The draft commits to reducing lorry and van travel in the city centre, pulling together different public transport threads and making walking to places easier. Also on its agenda is making the city centre easier to access, supporting local high streets and making areas easier to get to without cars.

A highlight of the plan is a commitment to looking at options for an underground system.

The report says: “A light automated metro could be transformational for the region, cutting peak journey times from Aztec West, Emerson’s Green and the airport to the city centre to under 25 minutes, with increased capacity and reliability, with services every couple of minutes.
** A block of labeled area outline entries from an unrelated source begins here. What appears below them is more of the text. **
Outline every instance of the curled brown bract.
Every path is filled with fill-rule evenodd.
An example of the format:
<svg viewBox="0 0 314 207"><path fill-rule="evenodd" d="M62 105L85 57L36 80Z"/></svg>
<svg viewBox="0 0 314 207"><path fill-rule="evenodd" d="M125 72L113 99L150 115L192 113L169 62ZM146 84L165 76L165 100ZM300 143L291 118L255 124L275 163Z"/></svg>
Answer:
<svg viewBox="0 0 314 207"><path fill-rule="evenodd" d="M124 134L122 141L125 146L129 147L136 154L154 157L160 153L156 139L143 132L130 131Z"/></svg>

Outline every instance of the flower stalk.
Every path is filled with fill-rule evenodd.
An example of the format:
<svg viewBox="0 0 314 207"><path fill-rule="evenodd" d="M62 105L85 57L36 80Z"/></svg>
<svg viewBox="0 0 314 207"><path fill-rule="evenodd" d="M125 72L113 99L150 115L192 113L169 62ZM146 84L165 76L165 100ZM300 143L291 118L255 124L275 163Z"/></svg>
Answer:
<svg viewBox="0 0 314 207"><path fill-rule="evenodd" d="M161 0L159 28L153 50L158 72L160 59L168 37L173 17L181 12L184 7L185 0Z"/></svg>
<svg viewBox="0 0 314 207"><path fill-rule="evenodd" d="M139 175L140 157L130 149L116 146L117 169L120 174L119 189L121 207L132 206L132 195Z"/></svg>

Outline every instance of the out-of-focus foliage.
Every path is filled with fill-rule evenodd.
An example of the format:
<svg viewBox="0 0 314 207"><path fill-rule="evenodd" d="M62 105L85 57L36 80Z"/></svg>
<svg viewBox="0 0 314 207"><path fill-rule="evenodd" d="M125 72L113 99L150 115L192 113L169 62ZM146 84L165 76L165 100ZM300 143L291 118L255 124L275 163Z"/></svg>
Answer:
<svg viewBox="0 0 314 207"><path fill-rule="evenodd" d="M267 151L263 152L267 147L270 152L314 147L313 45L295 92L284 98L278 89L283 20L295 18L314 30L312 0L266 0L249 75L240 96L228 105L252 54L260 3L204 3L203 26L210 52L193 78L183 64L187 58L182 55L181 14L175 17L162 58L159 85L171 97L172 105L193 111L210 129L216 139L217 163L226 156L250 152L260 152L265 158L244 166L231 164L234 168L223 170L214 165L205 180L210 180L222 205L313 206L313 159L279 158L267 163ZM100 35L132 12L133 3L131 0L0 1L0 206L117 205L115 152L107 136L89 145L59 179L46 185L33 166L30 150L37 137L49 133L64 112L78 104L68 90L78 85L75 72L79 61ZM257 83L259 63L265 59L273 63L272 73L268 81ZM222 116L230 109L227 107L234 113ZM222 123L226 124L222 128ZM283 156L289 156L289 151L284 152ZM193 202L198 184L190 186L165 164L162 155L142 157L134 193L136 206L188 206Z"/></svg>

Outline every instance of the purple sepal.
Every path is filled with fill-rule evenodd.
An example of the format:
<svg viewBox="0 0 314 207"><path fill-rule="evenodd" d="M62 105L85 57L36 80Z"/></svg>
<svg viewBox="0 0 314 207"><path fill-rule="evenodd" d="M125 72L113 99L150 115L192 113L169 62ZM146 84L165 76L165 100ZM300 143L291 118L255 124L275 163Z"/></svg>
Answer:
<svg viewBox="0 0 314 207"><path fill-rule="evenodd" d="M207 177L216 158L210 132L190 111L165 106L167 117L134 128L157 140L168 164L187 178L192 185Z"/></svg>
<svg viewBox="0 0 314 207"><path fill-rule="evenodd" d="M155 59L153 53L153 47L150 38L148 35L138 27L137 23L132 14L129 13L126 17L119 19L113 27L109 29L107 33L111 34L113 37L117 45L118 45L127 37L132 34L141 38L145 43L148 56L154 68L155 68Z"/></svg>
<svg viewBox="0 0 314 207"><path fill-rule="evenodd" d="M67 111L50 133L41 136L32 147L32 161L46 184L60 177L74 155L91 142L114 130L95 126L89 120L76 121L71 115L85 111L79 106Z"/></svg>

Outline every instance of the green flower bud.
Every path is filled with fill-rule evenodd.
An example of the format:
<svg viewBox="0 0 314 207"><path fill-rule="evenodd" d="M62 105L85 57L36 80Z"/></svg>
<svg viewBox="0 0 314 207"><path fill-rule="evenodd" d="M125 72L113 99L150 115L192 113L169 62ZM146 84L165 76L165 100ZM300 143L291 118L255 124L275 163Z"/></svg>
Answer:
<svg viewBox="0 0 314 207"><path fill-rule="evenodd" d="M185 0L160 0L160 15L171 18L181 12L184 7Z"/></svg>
“Automated operation with no drivers reduces costs and allows for more frequent trains with very short headways. Trains can be as often as every sixty seconds.”

But tunnelling underneath a developed city is not cheap. The council estimates it will cost £3-4 billion to build a system with three lines. That is many times Bristol City Council’s own budget, which means it would have to try and find funds from a number of different sources.

Even with funding, the council believes it would take around twenty years before subterranean trains could be running.

When the draft plan was presented to Bristol councillors on the growth and regeneration panel on 26th July, not everyone was keen on the price tag.

Conservative Councillor, Tony Carey, said: “It will be fifty per cent the length of Crossrail, and that cost £15 billion. I think £7.5 billion would be a more realistic figure – especially as it would be built in twenty years’ time.”

Liberal Democrat Councillor, Mark Wright, was less positive, saying the project was completely untenable, with even the cost of servicing the loan needed to build it being way out of the council’s budget or the possible profit the system could turn.

But the ruling Labour administration is keen to look into the idea of a mass-transport system.

The Council’s Head of Strategic City Transport, Adam Crowther, said: “It would be remiss of us not to look at the idea and do a feasibility study.”

The Bristol Transport Plan and the Joint Local Transport Plan (covering the West of England) will go out to public consultation in October.